We stayed in Helena for a week along our route up to Canada. We had never really heard anything about the city, so didn’t know what to expect, but we were pleasantly surprised by a beautiful, clean, quaint city that has a lot to offer and seems like a great place to live. We were able to explore quite a bit during the week and were happy that a city that was initially added to the itinerary as a place to kill time before going into Canada for reservations at Banff turned out to be a great place to spend the week.
Helena North KOA
850 W. Lincoln Road, Helena, MT 59602
- Full Hookups
- Pull-Thru Sites
- Restrooms with Showers
- Picnic Table
The Helena KOA became a KOA at the beginning of this season and is still in the midst of transitioning. As a matter of fact, it seems to currently be a KOA in name only, as even their maps still say Lincoln Road RV Park. It’s missing the things KOAs are known for: Cabins, tent sites, dog park, playground, and family-style shower rooms. However, none of those things matter to us, and we found the property to be very clean, well maintained, and sufficient for our needs. The sites are level, long, and gravel with a concrete patio, picnic table, and really nice grass. The employees are all very nice and helpful. The wifi generally worked pretty well, which is a bonus seeing as we had terrible cell reception, even with a booster — good enough to make calls and texts, but was intermittently dependable for anything more than that. The location is great — very close to I-15 and you can get anywhere in Helena in about 15 minutes.
Things to Do in Helena
Montana State Capitol – A self-guided tour is available, though not necessary to appreciate the beautiful facility.

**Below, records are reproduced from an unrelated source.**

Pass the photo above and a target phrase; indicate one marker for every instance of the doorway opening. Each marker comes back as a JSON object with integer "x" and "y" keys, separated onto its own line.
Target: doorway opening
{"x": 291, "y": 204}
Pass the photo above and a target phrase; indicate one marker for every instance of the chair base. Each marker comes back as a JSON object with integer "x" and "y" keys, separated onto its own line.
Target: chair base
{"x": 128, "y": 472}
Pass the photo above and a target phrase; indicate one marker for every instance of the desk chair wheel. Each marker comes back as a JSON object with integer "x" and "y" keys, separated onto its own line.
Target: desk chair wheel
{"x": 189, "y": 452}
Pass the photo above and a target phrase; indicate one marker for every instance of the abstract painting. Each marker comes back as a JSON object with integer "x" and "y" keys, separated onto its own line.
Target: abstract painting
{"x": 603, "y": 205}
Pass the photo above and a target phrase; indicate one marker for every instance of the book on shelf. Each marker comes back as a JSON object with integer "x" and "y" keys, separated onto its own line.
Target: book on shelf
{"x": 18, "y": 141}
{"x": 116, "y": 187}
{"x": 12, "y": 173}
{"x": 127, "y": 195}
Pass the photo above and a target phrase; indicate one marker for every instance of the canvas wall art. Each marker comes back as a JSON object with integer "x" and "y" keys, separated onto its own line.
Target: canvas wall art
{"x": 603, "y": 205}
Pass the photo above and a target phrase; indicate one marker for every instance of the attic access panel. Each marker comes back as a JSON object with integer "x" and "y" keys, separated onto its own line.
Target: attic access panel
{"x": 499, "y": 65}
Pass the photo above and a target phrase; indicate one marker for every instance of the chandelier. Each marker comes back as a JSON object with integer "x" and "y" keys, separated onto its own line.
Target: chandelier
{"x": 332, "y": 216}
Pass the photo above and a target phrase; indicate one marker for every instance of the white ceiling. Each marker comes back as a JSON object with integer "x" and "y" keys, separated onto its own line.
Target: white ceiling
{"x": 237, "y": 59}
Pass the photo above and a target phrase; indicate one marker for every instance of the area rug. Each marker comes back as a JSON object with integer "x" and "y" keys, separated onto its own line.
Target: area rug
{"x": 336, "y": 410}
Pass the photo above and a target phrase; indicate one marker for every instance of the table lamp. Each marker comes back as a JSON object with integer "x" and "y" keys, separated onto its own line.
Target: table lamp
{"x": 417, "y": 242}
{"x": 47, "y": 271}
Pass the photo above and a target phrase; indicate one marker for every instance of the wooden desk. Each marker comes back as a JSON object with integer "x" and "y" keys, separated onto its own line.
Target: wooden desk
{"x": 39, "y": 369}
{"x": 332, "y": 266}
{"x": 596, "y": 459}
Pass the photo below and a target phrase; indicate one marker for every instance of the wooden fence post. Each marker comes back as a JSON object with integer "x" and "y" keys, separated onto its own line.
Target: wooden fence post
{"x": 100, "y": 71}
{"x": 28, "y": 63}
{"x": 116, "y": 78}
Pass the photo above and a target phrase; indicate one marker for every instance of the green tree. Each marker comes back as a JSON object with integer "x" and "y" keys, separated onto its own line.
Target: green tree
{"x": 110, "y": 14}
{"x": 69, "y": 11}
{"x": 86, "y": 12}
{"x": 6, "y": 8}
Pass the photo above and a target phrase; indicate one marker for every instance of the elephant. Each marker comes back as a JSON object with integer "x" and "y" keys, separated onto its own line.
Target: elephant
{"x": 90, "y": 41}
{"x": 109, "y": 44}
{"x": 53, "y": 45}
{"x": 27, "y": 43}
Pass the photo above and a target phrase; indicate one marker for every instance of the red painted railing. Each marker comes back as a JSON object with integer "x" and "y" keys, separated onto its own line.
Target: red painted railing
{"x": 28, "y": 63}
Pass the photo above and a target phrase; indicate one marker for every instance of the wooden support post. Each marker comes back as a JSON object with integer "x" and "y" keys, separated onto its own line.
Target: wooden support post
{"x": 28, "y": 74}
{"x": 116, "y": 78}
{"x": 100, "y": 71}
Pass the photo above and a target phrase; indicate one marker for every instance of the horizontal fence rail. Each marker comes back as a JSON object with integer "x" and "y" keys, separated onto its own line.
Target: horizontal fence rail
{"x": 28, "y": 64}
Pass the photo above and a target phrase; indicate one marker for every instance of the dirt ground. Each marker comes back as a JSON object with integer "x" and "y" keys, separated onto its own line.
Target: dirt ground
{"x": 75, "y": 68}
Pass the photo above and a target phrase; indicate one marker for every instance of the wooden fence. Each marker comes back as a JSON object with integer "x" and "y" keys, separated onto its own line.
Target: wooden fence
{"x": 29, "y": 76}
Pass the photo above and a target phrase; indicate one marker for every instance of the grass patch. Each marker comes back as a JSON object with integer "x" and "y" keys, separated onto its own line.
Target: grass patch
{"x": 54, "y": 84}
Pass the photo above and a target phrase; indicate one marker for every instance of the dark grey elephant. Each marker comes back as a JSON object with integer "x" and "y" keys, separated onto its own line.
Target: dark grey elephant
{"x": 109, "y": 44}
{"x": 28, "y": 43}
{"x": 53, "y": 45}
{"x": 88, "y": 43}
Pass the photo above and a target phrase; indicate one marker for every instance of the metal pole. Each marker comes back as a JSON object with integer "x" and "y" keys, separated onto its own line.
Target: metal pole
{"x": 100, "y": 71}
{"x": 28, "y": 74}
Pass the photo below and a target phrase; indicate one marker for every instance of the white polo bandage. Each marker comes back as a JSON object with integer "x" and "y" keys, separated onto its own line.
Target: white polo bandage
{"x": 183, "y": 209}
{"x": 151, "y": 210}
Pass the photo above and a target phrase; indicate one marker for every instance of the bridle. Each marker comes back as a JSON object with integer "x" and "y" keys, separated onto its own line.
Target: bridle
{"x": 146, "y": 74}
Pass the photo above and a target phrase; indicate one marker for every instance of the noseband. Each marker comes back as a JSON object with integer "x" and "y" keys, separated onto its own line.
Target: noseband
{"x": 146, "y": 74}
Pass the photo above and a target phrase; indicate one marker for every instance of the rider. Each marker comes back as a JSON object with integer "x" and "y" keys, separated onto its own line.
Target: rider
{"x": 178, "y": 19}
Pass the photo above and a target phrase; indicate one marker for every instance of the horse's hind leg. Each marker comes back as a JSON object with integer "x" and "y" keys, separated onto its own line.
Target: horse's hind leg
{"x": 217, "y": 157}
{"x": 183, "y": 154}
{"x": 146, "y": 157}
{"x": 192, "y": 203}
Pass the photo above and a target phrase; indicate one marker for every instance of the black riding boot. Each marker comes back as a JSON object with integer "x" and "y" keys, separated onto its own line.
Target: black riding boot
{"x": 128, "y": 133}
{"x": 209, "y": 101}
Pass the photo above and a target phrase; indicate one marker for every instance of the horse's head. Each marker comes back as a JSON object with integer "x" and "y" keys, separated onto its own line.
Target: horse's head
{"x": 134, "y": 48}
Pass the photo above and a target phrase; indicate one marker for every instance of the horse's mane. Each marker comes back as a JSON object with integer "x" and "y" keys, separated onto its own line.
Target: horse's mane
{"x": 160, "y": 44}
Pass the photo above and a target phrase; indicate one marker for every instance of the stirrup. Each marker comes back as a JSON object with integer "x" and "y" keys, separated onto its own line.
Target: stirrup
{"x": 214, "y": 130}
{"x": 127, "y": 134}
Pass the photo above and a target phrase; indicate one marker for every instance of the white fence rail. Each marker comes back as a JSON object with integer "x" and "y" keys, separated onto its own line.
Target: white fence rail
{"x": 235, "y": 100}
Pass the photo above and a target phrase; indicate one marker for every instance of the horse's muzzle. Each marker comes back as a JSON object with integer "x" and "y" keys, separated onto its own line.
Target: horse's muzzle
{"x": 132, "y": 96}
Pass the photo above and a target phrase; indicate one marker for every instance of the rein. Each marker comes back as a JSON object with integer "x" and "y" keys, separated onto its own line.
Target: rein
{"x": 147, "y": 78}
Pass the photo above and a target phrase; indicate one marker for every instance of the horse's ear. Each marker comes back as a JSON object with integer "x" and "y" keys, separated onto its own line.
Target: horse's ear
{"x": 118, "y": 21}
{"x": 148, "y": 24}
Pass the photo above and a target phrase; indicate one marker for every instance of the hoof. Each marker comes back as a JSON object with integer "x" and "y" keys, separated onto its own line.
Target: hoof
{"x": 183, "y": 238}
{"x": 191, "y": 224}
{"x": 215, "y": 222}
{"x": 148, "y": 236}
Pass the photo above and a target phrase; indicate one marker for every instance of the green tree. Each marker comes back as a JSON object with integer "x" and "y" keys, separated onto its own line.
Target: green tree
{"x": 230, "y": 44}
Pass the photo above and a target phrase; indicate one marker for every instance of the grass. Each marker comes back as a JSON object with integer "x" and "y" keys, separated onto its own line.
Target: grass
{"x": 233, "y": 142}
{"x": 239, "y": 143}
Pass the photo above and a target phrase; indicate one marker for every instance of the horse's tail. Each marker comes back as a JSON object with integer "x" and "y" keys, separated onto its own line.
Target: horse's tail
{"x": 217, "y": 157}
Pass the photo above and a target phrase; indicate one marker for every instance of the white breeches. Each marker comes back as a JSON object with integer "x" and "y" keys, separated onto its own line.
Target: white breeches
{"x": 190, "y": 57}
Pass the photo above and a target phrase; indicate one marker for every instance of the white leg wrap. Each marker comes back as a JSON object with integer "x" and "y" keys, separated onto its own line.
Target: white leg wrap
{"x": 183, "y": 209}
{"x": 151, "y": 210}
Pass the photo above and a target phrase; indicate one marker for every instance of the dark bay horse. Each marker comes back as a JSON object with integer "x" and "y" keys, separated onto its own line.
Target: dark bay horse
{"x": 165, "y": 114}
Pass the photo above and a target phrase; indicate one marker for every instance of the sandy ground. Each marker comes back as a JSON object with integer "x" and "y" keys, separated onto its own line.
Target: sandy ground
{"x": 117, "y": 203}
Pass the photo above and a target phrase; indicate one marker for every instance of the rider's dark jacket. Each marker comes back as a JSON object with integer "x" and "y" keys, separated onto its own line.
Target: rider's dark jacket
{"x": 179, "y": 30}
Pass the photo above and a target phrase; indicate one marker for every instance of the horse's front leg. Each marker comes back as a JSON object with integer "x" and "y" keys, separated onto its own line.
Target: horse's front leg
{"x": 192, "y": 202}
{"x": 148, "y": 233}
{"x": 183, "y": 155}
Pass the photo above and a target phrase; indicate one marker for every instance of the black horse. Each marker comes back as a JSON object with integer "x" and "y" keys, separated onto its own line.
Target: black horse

Cathedral of St. Helena – The cathedral rivals most cathedrals/churches we’ve seen around the world. Built in 1908, the cathedral was added to the National Register of Historic Places in 1980.
Gates of the Mountains Boat Tour – The tour on the Missouri River lasts about two hours. The guide provides historical and environmental information about the area, which was so named by Lewis and Clark and recorded by Meriwether Lewis in their travel journal on July 19, 1805: “this evening we entered much the most remarkable clifts that we have yet seen. these clifts rise from the waters edge on either side perpendicularly to the height of 1200 feet. … the river appears to have forced its way through this immense body of solid rock for the distance of 5-3/4 Miles … I called it the gates of the rocky mountains.”
Hike Mt. Helena – There are a number of routes up Mt. Helena from the trailhead, where there’s a parking lot and a pit toilet. We chose to take the 1906 trail up, which is 1.5 miles one way with over 1,000 feet of elevation gain. We took the Powerline Trail down, which is 1 mile one way with the same 1,000+ feet of elevation, making it pretty steep and hard on the knees. The 1906 trail is definitely the better route and has nicer views than the Powerline Trail. At the top, there’s a 360-degree view of Helena.
Food & Drink – From what we saw, Helena isn’t really a culinary hub. We ate at home for most meals, but we did visit Blackfoot River Brewing Co. and Big Dipper Ice Cream, both located near the historic, walkable Last Chance Gulch area of town. We give two thumbs up for both establishments!
We really enjoyed our week in Helena and would definitely return!